To the posters above:
There are two scenarios regarding waiting lists. The department might have a small group of applicants and will reevaluate each case as spots open up. Alternatively, the department may already have a ranked list, but those rankings can be fluid. From my understanding, when dealing with waiting lists, admissions committees will keep in mind 1) how strong the applicant is, and 2) how likely the applicant is to enroll if accepted. They don't want to have to make a dozen offers to fill one recently opened spot. You are able to help your case on both fronts. My advice is to send the department an update packet with the following as soon as possible (priority 2-3 day mail, which is only $4 and will be worth it if you get to go where you want to go):
- A letter explaining how you were disappointed that you were placed on the waiting list but that the school is still your top choice and you are almost positive you would accept an invitation to attend, even if it comes at the last minute or after the April 15 deadline. I emphasize "almost positive" because you don't want to commit to anything in writing and have the department admit you without funding and expect you to come. If you want to cite a few reasons why the department is a good match for you, even if you already mentioned those in your personal statement, I don't see any harm in that. At this point, however, do not mention any specific professors or research groups because those groups may have already accepted as many students as they want or can afford.
- Fall grades (if good or decent) and new transcript
- List of courses currently in progress. Mention it if any of them are at the graduate level.
- Plans for the summer if they are physics related
- Progress on current research (if applicable)

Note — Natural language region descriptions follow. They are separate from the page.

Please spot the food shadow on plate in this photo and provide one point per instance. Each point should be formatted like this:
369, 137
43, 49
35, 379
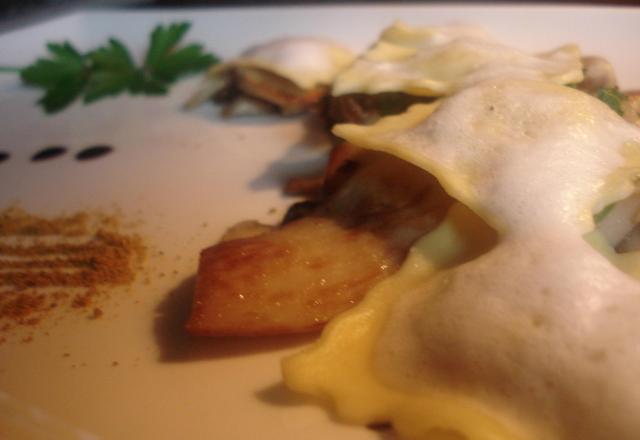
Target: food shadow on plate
176, 345
279, 395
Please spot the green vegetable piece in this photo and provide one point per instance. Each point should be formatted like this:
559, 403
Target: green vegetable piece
113, 71
63, 76
110, 70
163, 40
612, 97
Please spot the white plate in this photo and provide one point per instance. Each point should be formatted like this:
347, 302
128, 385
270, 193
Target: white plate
176, 171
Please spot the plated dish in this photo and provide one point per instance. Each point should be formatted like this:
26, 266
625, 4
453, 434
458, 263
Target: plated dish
164, 356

- Remarks about honors thesis (if applicable)
- New publications or conference proceedings
- New presentations, even if simply to your research group or at a university symposium. They show that you are learning how to communicate science with others.
- Descriptions of any new awards or honors you may have received
- Perhaps a revised letter of recommendation from the recommender with whom you are the closest, especially if that recommender has some connection to the university (has colleagues there, graduated from there, etc.). Only submit this letter if the recommender can say something new since last time, such as outstanding performance in a high-level course or new results in lab research.
It's not at all bad form to continue to correspond with the department, especially if you are showing genuine interest and supplementing your application with relevant materials. These applications are not like those from undergraduate admissions when the door closed at the deadline. The applicant pools are smaller, the admissions committees are smaller, and the individuals involved tend to know or know of each other. For example, one of my recommendations came a scientist from another country (I worked abroad in a lab this past summer), and when a professor called me to inform me that I was accepted to his school, he told me that he knew my recommender from Europe.
Last edited by student
on Mon Mar 06, 2006 8:34 pm, edited 1 time in total.